By Lou Bernard
February 21, 2013
It’s a staple of the old superhero cartoons – The bad guy with the strange, quirky costume and the inexplicable plan. You see it in Batman, Dick Tracy, Sailor Moon.
For a while in the early 1880s, you saw it in Clinton County, too.
The story broke in the Renovo Record on January 20, 1881. The headline was the bad guy’s name: “Alley Bird.”
The Alley Bird, as the press named him, had begun showing up at random times in Renovo and frightening people. The article read, “He is becoming a terror to nervous women and children. Various times he has made his appearance in a white dress, sun bonnet on his head and heavy shoes on his feet.”

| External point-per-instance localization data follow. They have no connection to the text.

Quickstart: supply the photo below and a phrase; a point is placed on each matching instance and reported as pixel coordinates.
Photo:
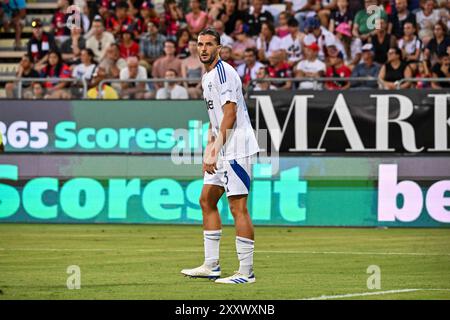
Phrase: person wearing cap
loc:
(100, 40)
(367, 68)
(292, 43)
(361, 27)
(40, 44)
(311, 67)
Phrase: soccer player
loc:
(226, 162)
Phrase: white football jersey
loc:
(220, 85)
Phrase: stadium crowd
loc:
(138, 39)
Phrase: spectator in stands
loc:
(24, 70)
(441, 70)
(367, 68)
(439, 44)
(225, 40)
(40, 44)
(112, 63)
(255, 17)
(426, 18)
(60, 30)
(56, 68)
(229, 15)
(71, 48)
(410, 44)
(311, 67)
(292, 43)
(382, 41)
(151, 45)
(121, 21)
(337, 69)
(134, 90)
(192, 68)
(128, 47)
(242, 43)
(279, 68)
(107, 92)
(197, 19)
(12, 15)
(402, 16)
(261, 85)
(168, 61)
(317, 33)
(267, 42)
(183, 36)
(302, 9)
(394, 70)
(341, 14)
(247, 71)
(172, 90)
(100, 40)
(361, 27)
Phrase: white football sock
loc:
(245, 248)
(211, 242)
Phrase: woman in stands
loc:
(395, 70)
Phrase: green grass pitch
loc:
(144, 262)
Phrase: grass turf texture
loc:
(144, 262)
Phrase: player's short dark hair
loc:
(212, 32)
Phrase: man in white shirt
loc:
(171, 90)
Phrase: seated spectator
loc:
(337, 69)
(361, 27)
(367, 68)
(107, 92)
(172, 90)
(292, 43)
(225, 55)
(247, 70)
(242, 43)
(225, 40)
(151, 45)
(267, 41)
(112, 63)
(255, 17)
(128, 47)
(60, 30)
(261, 74)
(441, 70)
(100, 40)
(382, 41)
(439, 44)
(12, 15)
(279, 68)
(71, 48)
(410, 44)
(56, 68)
(426, 18)
(197, 19)
(168, 61)
(134, 90)
(282, 29)
(402, 16)
(24, 70)
(39, 45)
(183, 36)
(192, 68)
(394, 70)
(341, 14)
(311, 67)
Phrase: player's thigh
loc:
(210, 195)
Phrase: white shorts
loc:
(232, 175)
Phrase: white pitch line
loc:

The Alley Bird was described as a middle-aged man, but nobody ever got much of a good look at him. They did notice the dress and bonnet, however. He would lurk in dark hiding places and dash into the street, scaring the women and children of Renovo. A few men spotted him, too, but he ran away too fast for them to catch.
But at least he was dressed nicely.
“At times he suddenly dashes forth from dark hiding places and impudently stares females in the face, as if it were his business to know who they were,” the article read. “It is suggested that Constables Glass and Shelley are the proper persons to investigate the matter.”

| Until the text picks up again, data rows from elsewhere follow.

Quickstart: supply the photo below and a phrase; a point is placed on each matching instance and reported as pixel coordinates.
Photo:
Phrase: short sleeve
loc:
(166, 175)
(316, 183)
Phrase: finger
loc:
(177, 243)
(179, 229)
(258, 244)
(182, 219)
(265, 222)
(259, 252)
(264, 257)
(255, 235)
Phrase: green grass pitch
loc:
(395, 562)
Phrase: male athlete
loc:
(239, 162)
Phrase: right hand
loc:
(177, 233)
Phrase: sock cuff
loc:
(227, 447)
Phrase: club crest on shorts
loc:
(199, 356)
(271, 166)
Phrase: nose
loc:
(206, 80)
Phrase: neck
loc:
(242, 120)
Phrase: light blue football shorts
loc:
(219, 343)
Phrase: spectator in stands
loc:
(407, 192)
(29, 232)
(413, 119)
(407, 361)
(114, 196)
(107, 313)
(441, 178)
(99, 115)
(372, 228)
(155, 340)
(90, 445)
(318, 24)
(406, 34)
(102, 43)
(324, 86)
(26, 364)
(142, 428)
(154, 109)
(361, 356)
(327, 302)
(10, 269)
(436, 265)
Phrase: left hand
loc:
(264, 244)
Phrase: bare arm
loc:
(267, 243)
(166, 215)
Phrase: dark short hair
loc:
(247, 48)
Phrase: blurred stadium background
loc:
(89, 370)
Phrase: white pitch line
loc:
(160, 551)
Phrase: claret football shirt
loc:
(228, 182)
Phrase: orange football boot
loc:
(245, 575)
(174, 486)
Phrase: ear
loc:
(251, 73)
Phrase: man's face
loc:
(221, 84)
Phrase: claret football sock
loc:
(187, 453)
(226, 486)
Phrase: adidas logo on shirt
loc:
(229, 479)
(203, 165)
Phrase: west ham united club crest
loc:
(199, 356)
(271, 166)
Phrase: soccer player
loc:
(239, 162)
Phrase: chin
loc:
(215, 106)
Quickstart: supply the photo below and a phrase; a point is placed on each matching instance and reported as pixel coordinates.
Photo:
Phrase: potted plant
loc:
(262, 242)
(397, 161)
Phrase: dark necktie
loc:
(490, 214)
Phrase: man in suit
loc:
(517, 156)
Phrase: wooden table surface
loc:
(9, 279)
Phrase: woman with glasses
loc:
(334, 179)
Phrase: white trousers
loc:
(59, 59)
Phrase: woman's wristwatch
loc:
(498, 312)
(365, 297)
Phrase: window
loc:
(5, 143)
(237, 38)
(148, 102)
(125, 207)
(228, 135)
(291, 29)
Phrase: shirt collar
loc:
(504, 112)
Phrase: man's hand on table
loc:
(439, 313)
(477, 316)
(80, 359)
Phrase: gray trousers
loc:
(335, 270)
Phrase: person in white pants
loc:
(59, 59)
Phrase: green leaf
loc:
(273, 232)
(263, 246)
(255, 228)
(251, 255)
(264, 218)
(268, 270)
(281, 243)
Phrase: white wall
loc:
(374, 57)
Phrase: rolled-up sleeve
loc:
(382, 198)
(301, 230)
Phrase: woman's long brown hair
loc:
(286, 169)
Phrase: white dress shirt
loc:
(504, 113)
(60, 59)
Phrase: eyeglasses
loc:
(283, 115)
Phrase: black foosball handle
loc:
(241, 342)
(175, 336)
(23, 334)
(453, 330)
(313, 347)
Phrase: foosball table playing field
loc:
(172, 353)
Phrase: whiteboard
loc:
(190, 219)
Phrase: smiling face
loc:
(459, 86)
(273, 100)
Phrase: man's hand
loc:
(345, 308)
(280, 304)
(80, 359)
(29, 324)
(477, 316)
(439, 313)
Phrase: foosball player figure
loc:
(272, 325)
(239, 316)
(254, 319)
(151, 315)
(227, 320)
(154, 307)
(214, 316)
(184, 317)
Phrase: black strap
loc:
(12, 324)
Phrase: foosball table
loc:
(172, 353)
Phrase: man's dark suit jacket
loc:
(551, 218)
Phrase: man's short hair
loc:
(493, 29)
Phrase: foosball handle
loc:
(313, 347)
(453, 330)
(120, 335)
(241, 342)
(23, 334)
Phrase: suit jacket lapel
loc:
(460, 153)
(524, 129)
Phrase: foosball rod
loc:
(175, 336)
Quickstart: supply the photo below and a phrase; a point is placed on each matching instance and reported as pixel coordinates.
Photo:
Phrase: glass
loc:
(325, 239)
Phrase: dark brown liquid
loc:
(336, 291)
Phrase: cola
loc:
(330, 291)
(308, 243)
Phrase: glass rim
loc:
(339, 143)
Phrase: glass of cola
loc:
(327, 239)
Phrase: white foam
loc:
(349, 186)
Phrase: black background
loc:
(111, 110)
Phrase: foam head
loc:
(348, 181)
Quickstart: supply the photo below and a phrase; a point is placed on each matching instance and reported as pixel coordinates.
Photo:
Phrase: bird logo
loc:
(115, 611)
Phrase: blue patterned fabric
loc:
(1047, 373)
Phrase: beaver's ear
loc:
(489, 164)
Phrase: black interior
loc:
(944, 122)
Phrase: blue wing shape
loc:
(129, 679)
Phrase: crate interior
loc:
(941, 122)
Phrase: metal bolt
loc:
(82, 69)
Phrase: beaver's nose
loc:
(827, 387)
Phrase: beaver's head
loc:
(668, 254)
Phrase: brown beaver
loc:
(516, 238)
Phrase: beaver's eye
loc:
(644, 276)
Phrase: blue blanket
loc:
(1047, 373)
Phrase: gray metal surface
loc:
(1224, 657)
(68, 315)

Constable Shelley was Patrick Shelley, who came to Renovo as a railroad employee and rose to a position of police officer. He did investigate the Alley Bird—And it may have gotten him killed.
Constable Patrick Shelley was found murdered by the river on December 15, 1882—Around a year after the Alley Bird first appeared. He had been drinking at a nearby hotel, and never made it home. He’d been bludgeoned with some heavy object and left near the river to freeze.

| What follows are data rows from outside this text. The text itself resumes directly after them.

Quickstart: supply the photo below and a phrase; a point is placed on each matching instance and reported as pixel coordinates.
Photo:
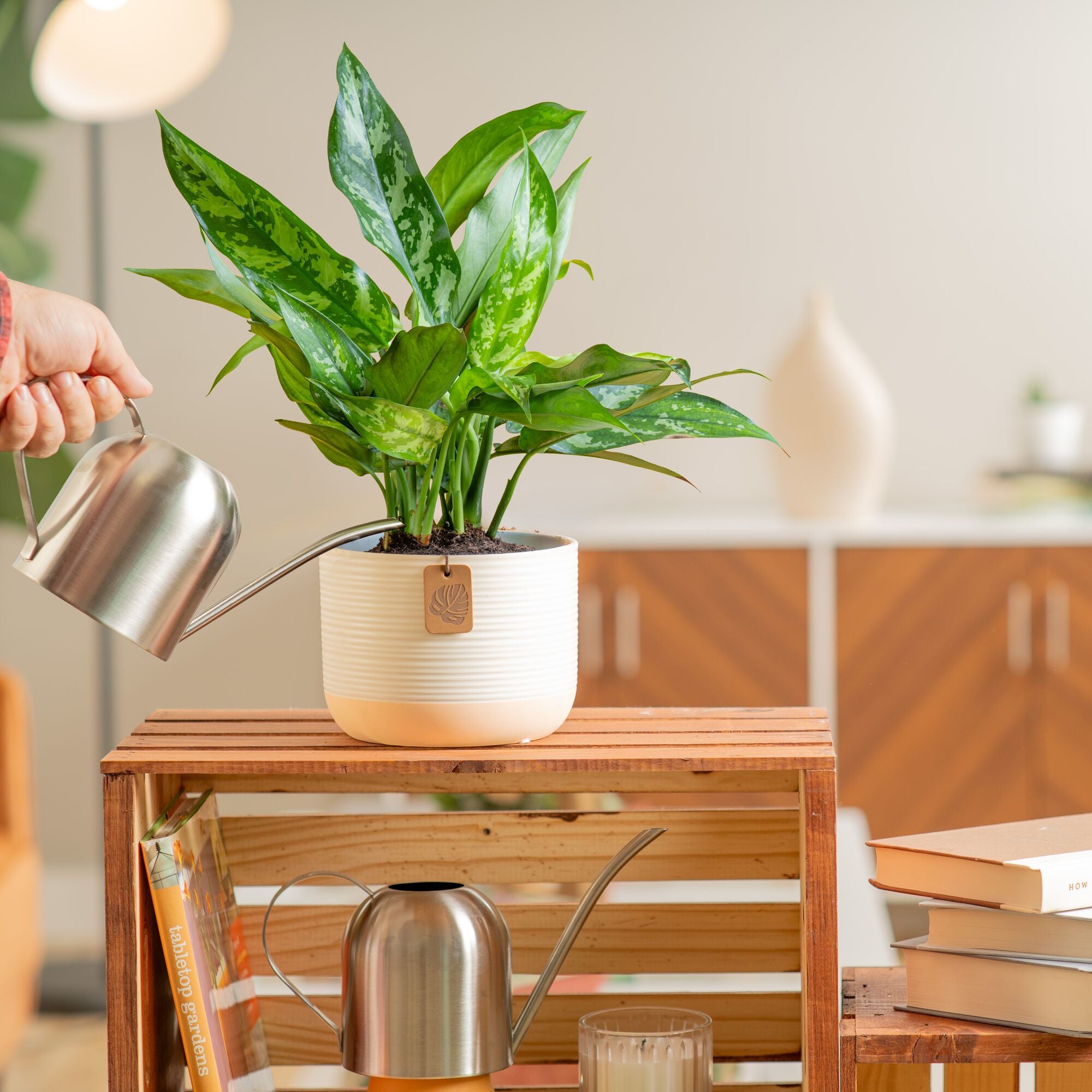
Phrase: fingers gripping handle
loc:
(266, 921)
(31, 547)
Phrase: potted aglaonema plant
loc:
(453, 632)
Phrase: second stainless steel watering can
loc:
(426, 978)
(138, 536)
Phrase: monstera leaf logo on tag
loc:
(452, 604)
(448, 599)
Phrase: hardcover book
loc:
(205, 948)
(959, 927)
(1039, 865)
(1039, 995)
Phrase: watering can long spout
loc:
(316, 550)
(573, 930)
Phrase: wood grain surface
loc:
(707, 939)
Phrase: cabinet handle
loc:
(590, 633)
(1020, 638)
(1058, 626)
(627, 633)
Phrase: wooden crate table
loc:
(888, 1051)
(695, 771)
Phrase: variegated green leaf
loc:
(338, 446)
(407, 433)
(236, 289)
(513, 448)
(680, 416)
(278, 336)
(611, 366)
(566, 207)
(373, 164)
(568, 411)
(336, 360)
(267, 241)
(514, 299)
(464, 175)
(203, 286)
(563, 272)
(238, 358)
(490, 223)
(421, 365)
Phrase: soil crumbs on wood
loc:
(445, 541)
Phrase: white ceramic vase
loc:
(512, 679)
(835, 419)
(1054, 435)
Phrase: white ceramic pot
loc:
(512, 679)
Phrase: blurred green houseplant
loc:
(22, 257)
(414, 401)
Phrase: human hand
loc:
(61, 337)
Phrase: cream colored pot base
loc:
(450, 725)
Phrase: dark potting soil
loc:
(445, 541)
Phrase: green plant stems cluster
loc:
(455, 480)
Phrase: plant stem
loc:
(477, 488)
(458, 523)
(507, 496)
(434, 491)
(390, 498)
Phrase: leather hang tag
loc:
(449, 599)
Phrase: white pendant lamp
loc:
(104, 61)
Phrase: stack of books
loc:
(1011, 922)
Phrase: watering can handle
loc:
(31, 548)
(278, 971)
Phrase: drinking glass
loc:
(646, 1050)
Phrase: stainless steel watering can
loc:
(426, 978)
(139, 535)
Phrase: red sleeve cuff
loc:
(5, 316)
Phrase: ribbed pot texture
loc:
(513, 679)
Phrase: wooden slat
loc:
(1063, 1077)
(986, 1077)
(610, 743)
(598, 715)
(820, 930)
(514, 847)
(745, 1026)
(643, 781)
(620, 939)
(228, 738)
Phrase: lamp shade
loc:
(104, 61)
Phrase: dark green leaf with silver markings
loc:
(421, 365)
(203, 286)
(336, 360)
(373, 164)
(267, 241)
(490, 223)
(465, 173)
(514, 299)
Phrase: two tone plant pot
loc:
(512, 679)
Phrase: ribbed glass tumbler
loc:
(646, 1050)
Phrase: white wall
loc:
(928, 161)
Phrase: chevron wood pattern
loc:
(694, 627)
(1062, 697)
(934, 726)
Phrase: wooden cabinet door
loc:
(1063, 695)
(935, 666)
(694, 628)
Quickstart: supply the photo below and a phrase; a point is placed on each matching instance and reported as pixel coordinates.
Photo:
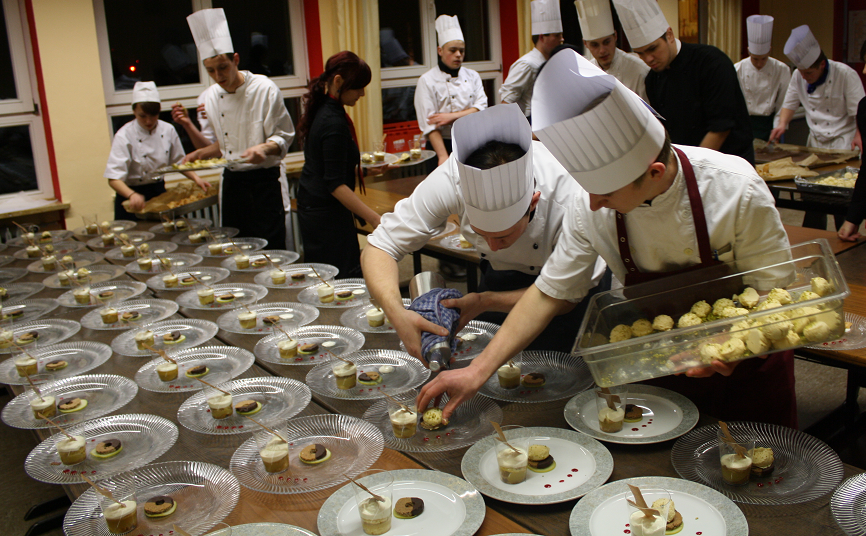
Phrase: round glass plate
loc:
(468, 425)
(277, 256)
(179, 262)
(196, 332)
(310, 294)
(105, 393)
(205, 495)
(135, 238)
(603, 511)
(81, 356)
(123, 290)
(666, 415)
(564, 376)
(806, 468)
(452, 506)
(582, 464)
(355, 445)
(230, 248)
(220, 361)
(326, 271)
(291, 315)
(143, 438)
(337, 340)
(408, 373)
(206, 274)
(244, 294)
(281, 399)
(151, 311)
(51, 331)
(98, 274)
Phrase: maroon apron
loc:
(759, 390)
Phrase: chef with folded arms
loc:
(653, 210)
(511, 195)
(599, 37)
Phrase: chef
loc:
(448, 91)
(653, 210)
(139, 147)
(511, 195)
(247, 117)
(694, 87)
(546, 35)
(764, 80)
(828, 90)
(599, 37)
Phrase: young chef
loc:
(599, 37)
(546, 35)
(511, 195)
(139, 147)
(764, 80)
(249, 120)
(653, 210)
(448, 91)
(694, 87)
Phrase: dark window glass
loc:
(261, 35)
(17, 167)
(150, 40)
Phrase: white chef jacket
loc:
(439, 92)
(135, 152)
(628, 69)
(738, 207)
(517, 88)
(424, 214)
(765, 89)
(255, 113)
(831, 110)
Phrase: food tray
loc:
(677, 350)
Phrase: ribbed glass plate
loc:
(205, 495)
(143, 438)
(355, 445)
(468, 425)
(806, 468)
(220, 360)
(311, 296)
(565, 375)
(281, 399)
(196, 332)
(105, 393)
(82, 356)
(408, 373)
(345, 341)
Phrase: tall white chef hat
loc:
(210, 30)
(596, 20)
(545, 17)
(760, 31)
(448, 29)
(498, 197)
(598, 129)
(802, 48)
(642, 21)
(145, 92)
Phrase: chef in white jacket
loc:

If Shelley had seen the Alley Bird on his way home, he would have tried to make an arrest. The footprints of a man in the snow were found running from the scene. Shelley’s overcoat was found forty-seven feet away from his body—The sort of overcoat that would cover up, say, a dress if needed.
The Alley Bird was never caught. As he was around in the 1880s, it’s unlikely he’s still out there. But in this age of bland, boring criminals, it’s interesting to think back on the Alley Bird. The Joker’s got nothing on him.